One-piece golf balls comprising PTT, either alone or as a blend with other polymers, two-piece golf balls comprising a cover surrounding a core and wound golf balls, in which a liquid, semi-solid, or solid core is surrounded by an elastic synthetic material are all within the scope of the invention. Any type of golf ball core can be used in the golf balls of the invention. However, preferred cores include some amount of cis-polybutadiene.

Typically, the covers are formed around the solid or wound cores by either compression molding preformed half- shells of the cover stock material or by injection molding the cover stock about the core. Half-shells are made by injection molding a cover stock into a conventional half- shell mold in a conventional manner. The preferred method is compression molding of preformed half-shells.

In compression molding, the half-shells of the stock material are formed by injection molding the cover stock material at 300°F-520°F into a conventional half-shell mold for a short time. The preformed half-shells are then placed about a core and the assembly is introduced into a compression molding machine. The compression molding machine is a hydraulic press having an upper and lower mold plate.
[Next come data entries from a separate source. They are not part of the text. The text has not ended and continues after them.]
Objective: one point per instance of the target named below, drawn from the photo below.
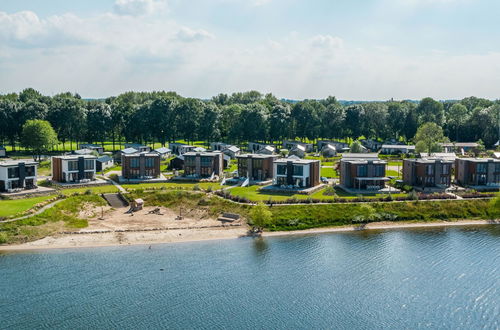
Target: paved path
(46, 207)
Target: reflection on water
(399, 279)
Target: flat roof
(263, 156)
(17, 161)
(296, 161)
(75, 157)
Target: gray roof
(163, 150)
(104, 159)
(129, 151)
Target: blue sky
(372, 49)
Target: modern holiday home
(256, 167)
(479, 173)
(425, 172)
(203, 164)
(141, 166)
(296, 173)
(363, 172)
(74, 168)
(17, 175)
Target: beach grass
(17, 207)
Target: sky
(295, 49)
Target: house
(181, 148)
(203, 164)
(339, 146)
(143, 165)
(256, 167)
(301, 173)
(439, 155)
(103, 162)
(218, 146)
(396, 149)
(74, 168)
(163, 152)
(298, 150)
(424, 172)
(267, 150)
(328, 150)
(94, 147)
(256, 147)
(371, 145)
(459, 147)
(308, 147)
(138, 147)
(363, 173)
(231, 151)
(477, 172)
(177, 163)
(83, 152)
(17, 174)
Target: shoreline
(110, 239)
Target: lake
(446, 278)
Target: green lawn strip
(173, 185)
(17, 207)
(329, 172)
(62, 216)
(93, 190)
(293, 217)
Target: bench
(228, 217)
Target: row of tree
(166, 116)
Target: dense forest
(166, 116)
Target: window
(380, 170)
(298, 170)
(481, 168)
(361, 170)
(150, 162)
(13, 172)
(281, 170)
(30, 170)
(134, 162)
(89, 164)
(73, 165)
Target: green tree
(430, 110)
(39, 136)
(428, 137)
(456, 117)
(356, 147)
(260, 215)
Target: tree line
(148, 117)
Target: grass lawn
(11, 208)
(95, 190)
(329, 172)
(173, 185)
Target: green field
(16, 207)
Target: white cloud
(139, 7)
(189, 35)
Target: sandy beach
(110, 233)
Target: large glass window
(150, 162)
(361, 170)
(281, 170)
(89, 164)
(30, 171)
(481, 168)
(298, 170)
(73, 165)
(13, 172)
(134, 162)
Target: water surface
(433, 278)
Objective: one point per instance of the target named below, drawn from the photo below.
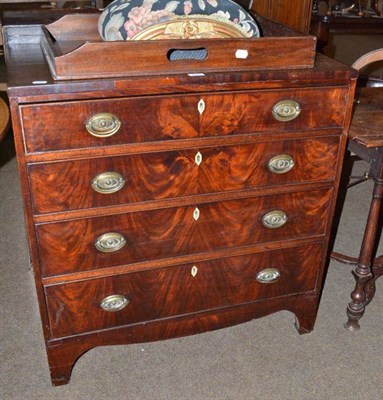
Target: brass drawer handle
(274, 219)
(280, 164)
(113, 303)
(268, 275)
(108, 182)
(103, 125)
(286, 110)
(110, 242)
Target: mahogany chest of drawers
(170, 205)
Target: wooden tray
(74, 50)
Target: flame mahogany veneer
(192, 248)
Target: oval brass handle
(113, 303)
(110, 242)
(280, 164)
(268, 275)
(274, 219)
(103, 125)
(108, 182)
(286, 110)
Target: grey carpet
(263, 359)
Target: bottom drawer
(142, 296)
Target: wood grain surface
(59, 126)
(66, 247)
(75, 307)
(62, 186)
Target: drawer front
(72, 185)
(133, 237)
(60, 126)
(76, 307)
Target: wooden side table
(4, 119)
(366, 141)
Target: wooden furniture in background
(322, 26)
(4, 119)
(172, 204)
(295, 14)
(366, 141)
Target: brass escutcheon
(110, 242)
(286, 110)
(268, 275)
(280, 164)
(108, 182)
(113, 303)
(274, 219)
(103, 125)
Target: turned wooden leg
(305, 316)
(365, 282)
As taught by U. S. Patent No. 4,508,309 to Brown, such mold plates have half molds, each of which is registered with another half mold in the opposite mold plate. It has been found that a golf ball is formed with a cover in accordance with the invention when the half-shells are compression molded about a core. The molded balls are then cooled while still in the mold and finally removed when the cover is hard enough to be handled without deforming.
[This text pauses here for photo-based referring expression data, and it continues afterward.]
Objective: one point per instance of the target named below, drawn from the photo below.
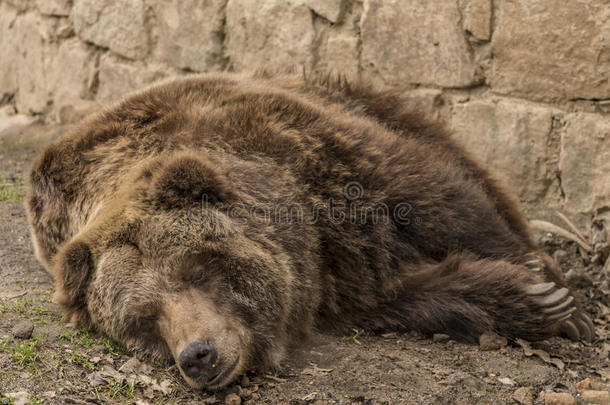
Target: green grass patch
(12, 190)
(80, 360)
(113, 346)
(87, 339)
(116, 391)
(25, 354)
(19, 307)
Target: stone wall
(524, 84)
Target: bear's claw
(540, 289)
(560, 308)
(555, 298)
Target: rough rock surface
(500, 131)
(115, 24)
(403, 42)
(252, 41)
(548, 50)
(526, 85)
(585, 162)
(192, 33)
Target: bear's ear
(186, 180)
(73, 269)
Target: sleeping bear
(215, 220)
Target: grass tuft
(12, 190)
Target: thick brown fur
(248, 210)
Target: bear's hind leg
(465, 296)
(579, 325)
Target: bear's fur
(229, 215)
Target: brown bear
(216, 219)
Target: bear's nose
(198, 358)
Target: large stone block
(513, 139)
(551, 50)
(477, 18)
(54, 7)
(9, 38)
(34, 54)
(77, 58)
(117, 78)
(115, 24)
(332, 10)
(340, 56)
(585, 162)
(416, 41)
(21, 5)
(269, 34)
(192, 32)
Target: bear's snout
(198, 359)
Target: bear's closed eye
(147, 322)
(194, 275)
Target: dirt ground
(58, 364)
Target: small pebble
(507, 381)
(524, 395)
(589, 384)
(558, 398)
(23, 330)
(440, 338)
(232, 399)
(596, 397)
(491, 341)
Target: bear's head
(163, 268)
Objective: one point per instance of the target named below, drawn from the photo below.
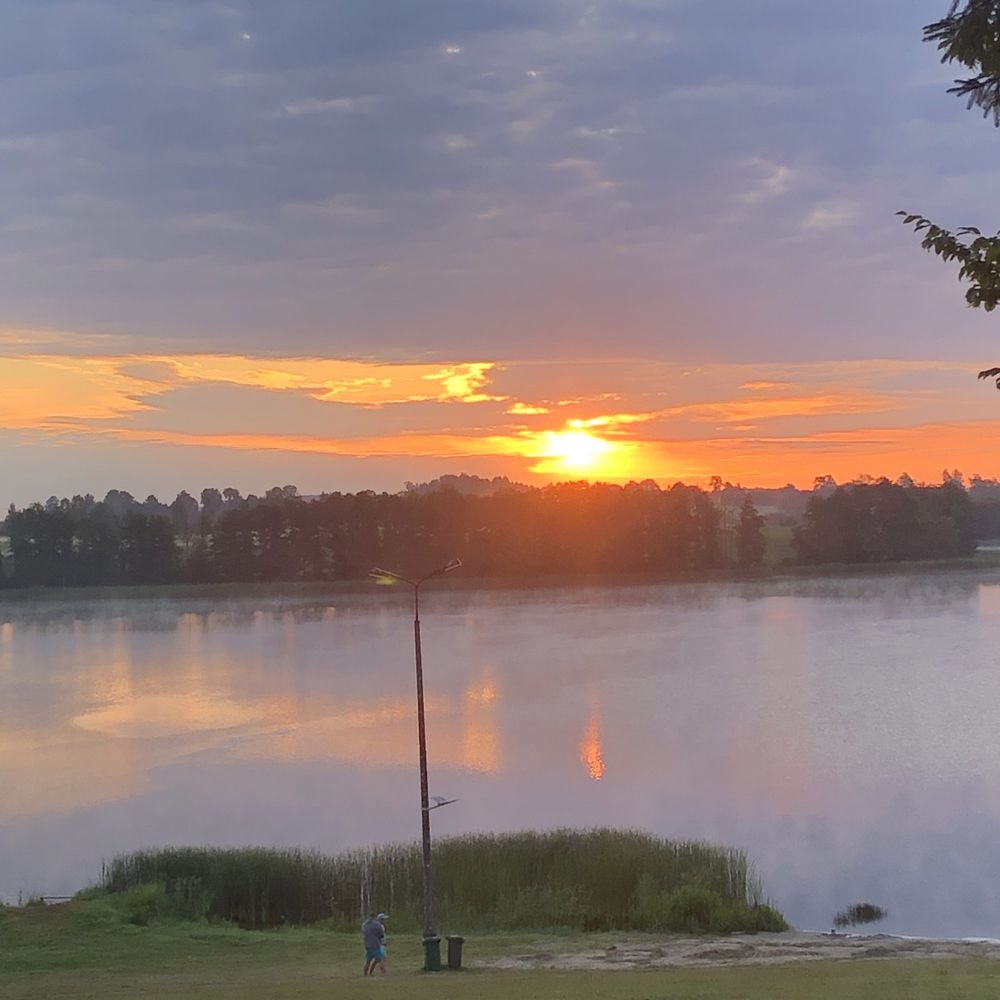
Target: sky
(347, 244)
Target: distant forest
(497, 528)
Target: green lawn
(83, 949)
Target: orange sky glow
(536, 422)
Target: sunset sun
(575, 451)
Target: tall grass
(598, 879)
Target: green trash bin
(455, 943)
(432, 954)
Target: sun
(574, 451)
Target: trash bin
(455, 951)
(432, 954)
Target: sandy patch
(751, 949)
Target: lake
(845, 732)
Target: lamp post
(387, 577)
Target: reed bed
(600, 879)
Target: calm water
(846, 733)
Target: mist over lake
(845, 732)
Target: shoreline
(984, 563)
(751, 949)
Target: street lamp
(385, 576)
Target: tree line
(565, 529)
(569, 529)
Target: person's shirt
(373, 933)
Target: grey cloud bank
(402, 179)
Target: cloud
(831, 215)
(776, 181)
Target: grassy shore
(84, 949)
(307, 591)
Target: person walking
(373, 933)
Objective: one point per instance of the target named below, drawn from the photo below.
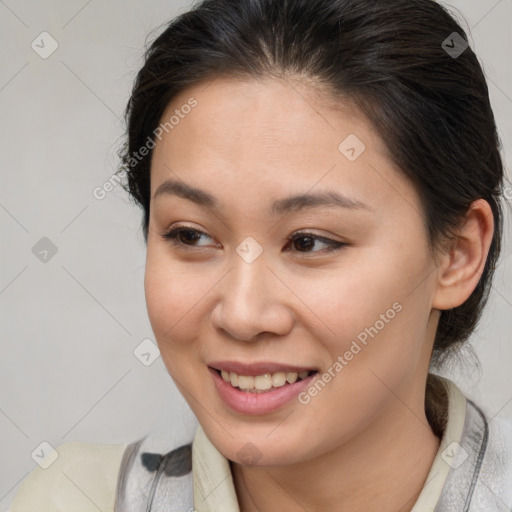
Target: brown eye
(305, 241)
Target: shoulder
(83, 478)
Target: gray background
(69, 325)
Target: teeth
(263, 382)
(292, 377)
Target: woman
(320, 183)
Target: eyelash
(173, 234)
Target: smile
(259, 388)
(262, 383)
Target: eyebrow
(327, 198)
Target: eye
(309, 240)
(187, 237)
(182, 235)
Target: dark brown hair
(391, 58)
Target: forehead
(274, 135)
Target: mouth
(264, 382)
(259, 388)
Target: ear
(460, 268)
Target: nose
(253, 300)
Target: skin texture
(363, 442)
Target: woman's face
(349, 300)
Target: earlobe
(460, 268)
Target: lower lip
(258, 403)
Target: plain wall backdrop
(72, 307)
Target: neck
(383, 468)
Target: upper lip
(257, 368)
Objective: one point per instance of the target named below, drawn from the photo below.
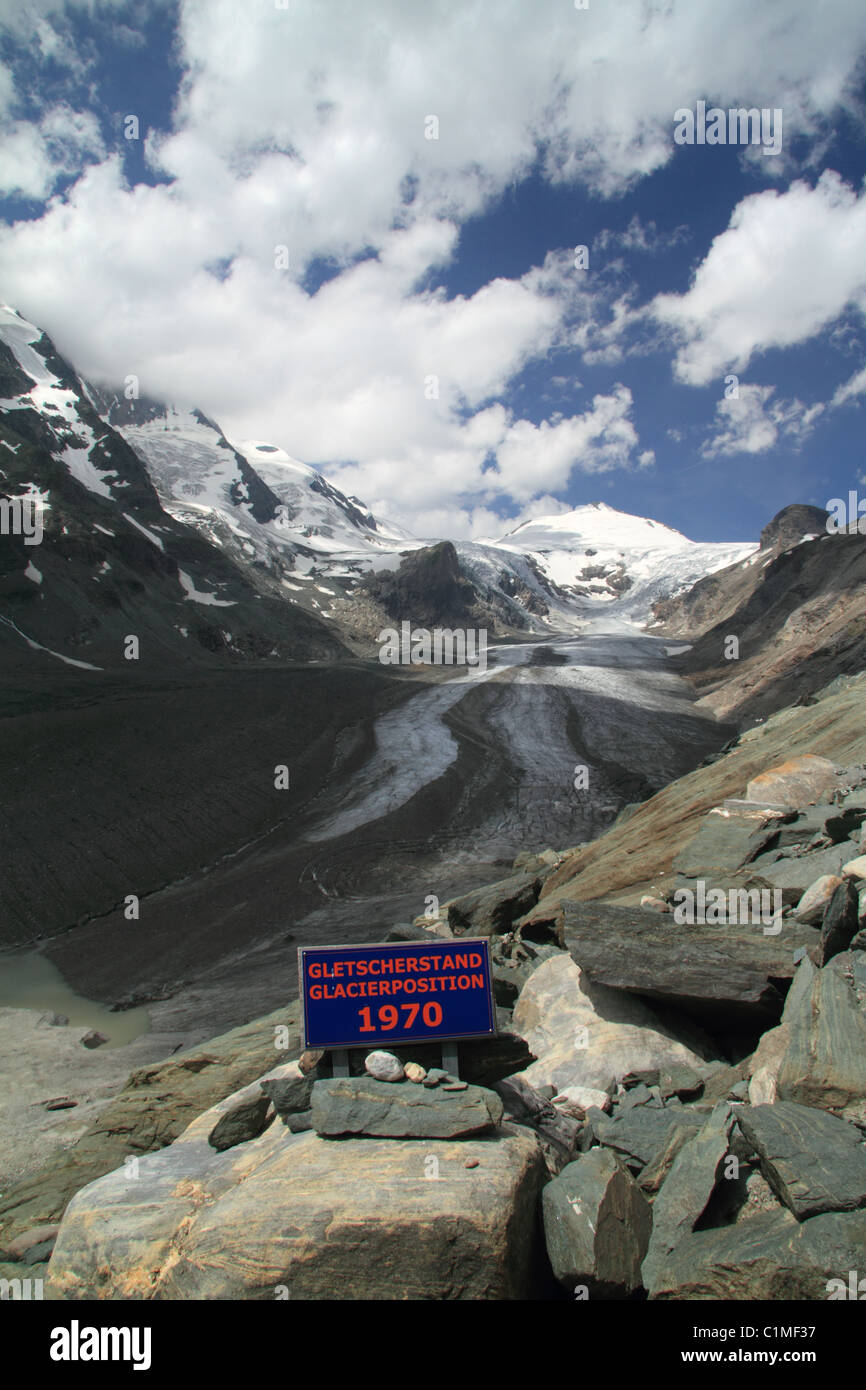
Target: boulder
(770, 1255)
(799, 781)
(824, 1061)
(299, 1216)
(245, 1121)
(399, 1109)
(597, 1226)
(585, 1034)
(816, 900)
(719, 973)
(687, 1190)
(491, 911)
(815, 1162)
Alternatively, golf balls can be covered solely with the use of an injection molding technique utilizing an injection molding machine in which the core assembly is placed in a mold cavity. The core assembly is held in place through the use of several retractable pins in a known manner. Such injection molding machines are well known in the art. The molten cover material is injected into the cavity surrounding the core. As the cover material cools and hardens, the pins retract and the molded ball is ejected from the mold. The balls then undergo conventional finishing operations such as buffing, painting and stamping.

The invention can be used in forming golf balls of any desired size."The Rules of Golf"by the USGA dictate that the size of a competition golf ball must be more than 1.680 inches in diameter, golf balls of any size can be used for leisure golf play. The preferred diameter of the golf balls is from about 1.680 inches to about 1.800 inches. The more preferred diameter is from about 1.680 inches to about 1.760 inches. A diameter of from about 1.680 inches to about 1.740 inches is most preferred, however diameters anywhere in the range of from 1.70 to about 1.95 inches can be used.
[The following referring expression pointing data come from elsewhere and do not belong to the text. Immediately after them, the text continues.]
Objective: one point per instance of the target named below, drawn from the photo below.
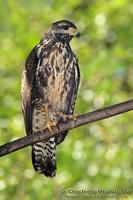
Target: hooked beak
(77, 34)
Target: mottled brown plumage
(50, 83)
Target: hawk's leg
(65, 117)
(49, 123)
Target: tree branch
(70, 124)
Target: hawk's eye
(65, 27)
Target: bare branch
(70, 124)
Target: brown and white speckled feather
(51, 77)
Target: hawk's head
(64, 30)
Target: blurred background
(95, 156)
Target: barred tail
(43, 157)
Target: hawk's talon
(65, 117)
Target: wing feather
(27, 79)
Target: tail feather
(43, 157)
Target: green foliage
(98, 155)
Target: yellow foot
(74, 117)
(49, 125)
(65, 117)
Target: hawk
(49, 89)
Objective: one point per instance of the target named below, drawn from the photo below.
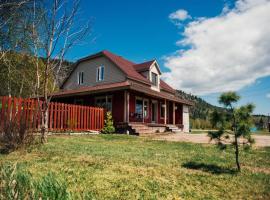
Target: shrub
(14, 136)
(18, 184)
(108, 127)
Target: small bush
(108, 127)
(18, 184)
(14, 136)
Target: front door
(154, 112)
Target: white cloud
(179, 15)
(222, 53)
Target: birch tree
(56, 29)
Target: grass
(129, 167)
(259, 132)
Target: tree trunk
(237, 153)
(44, 127)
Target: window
(139, 108)
(78, 101)
(162, 110)
(145, 109)
(80, 78)
(100, 73)
(154, 79)
(104, 102)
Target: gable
(112, 73)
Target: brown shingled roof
(131, 69)
(143, 66)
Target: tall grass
(17, 184)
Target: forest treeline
(200, 113)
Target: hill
(201, 109)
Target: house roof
(120, 86)
(131, 69)
(143, 66)
(89, 89)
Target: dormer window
(154, 78)
(80, 78)
(100, 73)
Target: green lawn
(129, 167)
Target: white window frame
(79, 80)
(156, 79)
(106, 97)
(162, 107)
(147, 116)
(98, 74)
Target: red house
(139, 100)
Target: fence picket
(61, 116)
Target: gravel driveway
(260, 140)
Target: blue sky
(141, 30)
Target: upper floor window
(105, 102)
(80, 78)
(154, 78)
(100, 73)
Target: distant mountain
(201, 109)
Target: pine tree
(108, 127)
(240, 121)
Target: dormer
(151, 71)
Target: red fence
(61, 116)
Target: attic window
(80, 78)
(100, 73)
(154, 78)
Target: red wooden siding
(61, 116)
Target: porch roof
(132, 85)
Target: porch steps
(152, 129)
(173, 128)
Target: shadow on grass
(211, 168)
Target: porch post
(165, 112)
(127, 107)
(173, 113)
(143, 110)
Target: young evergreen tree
(240, 121)
(108, 127)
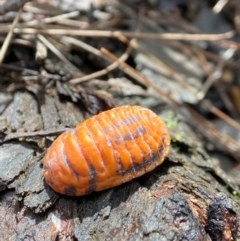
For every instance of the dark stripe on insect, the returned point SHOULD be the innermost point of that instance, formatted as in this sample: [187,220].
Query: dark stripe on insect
[121,117]
[145,162]
[71,191]
[93,180]
[140,131]
[117,141]
[68,163]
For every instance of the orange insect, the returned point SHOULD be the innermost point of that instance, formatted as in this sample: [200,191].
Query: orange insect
[106,150]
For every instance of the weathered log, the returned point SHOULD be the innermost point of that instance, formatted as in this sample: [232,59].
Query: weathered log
[188,197]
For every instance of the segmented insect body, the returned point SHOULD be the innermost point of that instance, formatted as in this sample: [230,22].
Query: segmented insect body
[106,150]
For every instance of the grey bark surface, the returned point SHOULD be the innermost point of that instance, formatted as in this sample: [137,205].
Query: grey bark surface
[188,197]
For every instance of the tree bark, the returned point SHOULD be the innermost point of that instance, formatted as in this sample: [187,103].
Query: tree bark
[188,197]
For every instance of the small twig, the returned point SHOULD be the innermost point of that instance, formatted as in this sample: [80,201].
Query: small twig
[98,53]
[57,52]
[12,5]
[216,74]
[116,34]
[208,105]
[212,133]
[50,19]
[9,37]
[143,80]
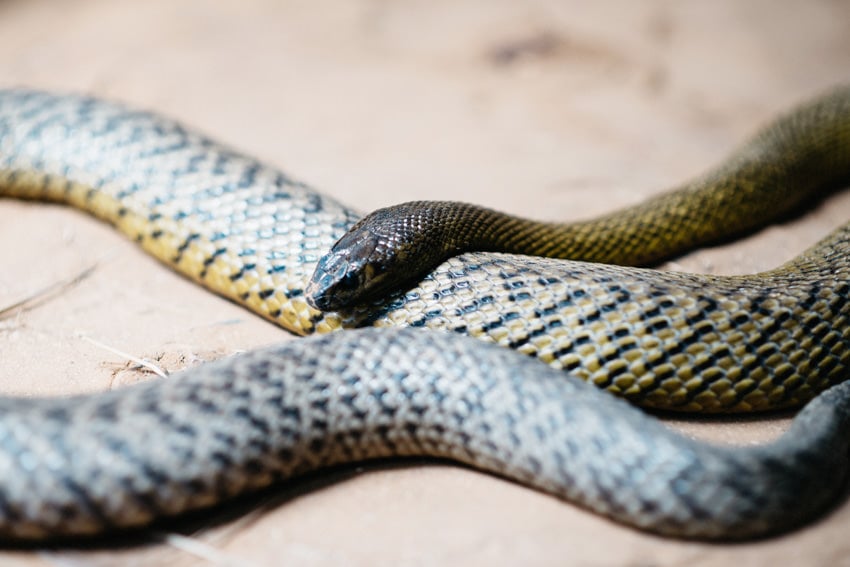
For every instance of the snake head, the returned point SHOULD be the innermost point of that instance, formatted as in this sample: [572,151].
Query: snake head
[350,273]
[386,251]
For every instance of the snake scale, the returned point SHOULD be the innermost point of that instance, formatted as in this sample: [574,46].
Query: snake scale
[123,459]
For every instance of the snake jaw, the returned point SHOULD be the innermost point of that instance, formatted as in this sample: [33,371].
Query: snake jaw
[346,275]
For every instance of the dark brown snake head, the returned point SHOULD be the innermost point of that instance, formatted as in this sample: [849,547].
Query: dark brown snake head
[380,255]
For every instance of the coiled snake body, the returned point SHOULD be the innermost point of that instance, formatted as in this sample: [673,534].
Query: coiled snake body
[86,465]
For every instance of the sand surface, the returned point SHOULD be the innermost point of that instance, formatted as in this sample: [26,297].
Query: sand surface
[546,108]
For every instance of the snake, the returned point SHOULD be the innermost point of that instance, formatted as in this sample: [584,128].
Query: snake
[84,466]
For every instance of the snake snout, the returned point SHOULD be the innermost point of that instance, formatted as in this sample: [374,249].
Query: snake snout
[344,277]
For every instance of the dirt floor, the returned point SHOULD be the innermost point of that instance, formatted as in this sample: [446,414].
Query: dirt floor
[548,108]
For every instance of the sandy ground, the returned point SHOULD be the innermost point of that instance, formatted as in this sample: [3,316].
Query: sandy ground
[551,109]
Oversize golf balls with diameters above about 1.760 inches to as big as 2.75 inches are also within the scope of the invention.

All patents cited in the foregoing text are expressly incorporated herein by reference in their entirety.

It will be understood that the claims are intended to cover all changes and modifications of the preferred embodiments of the invention, herein chosen for the purpose of illustration, which do not constitute a departure from the spirit and scope of the invention.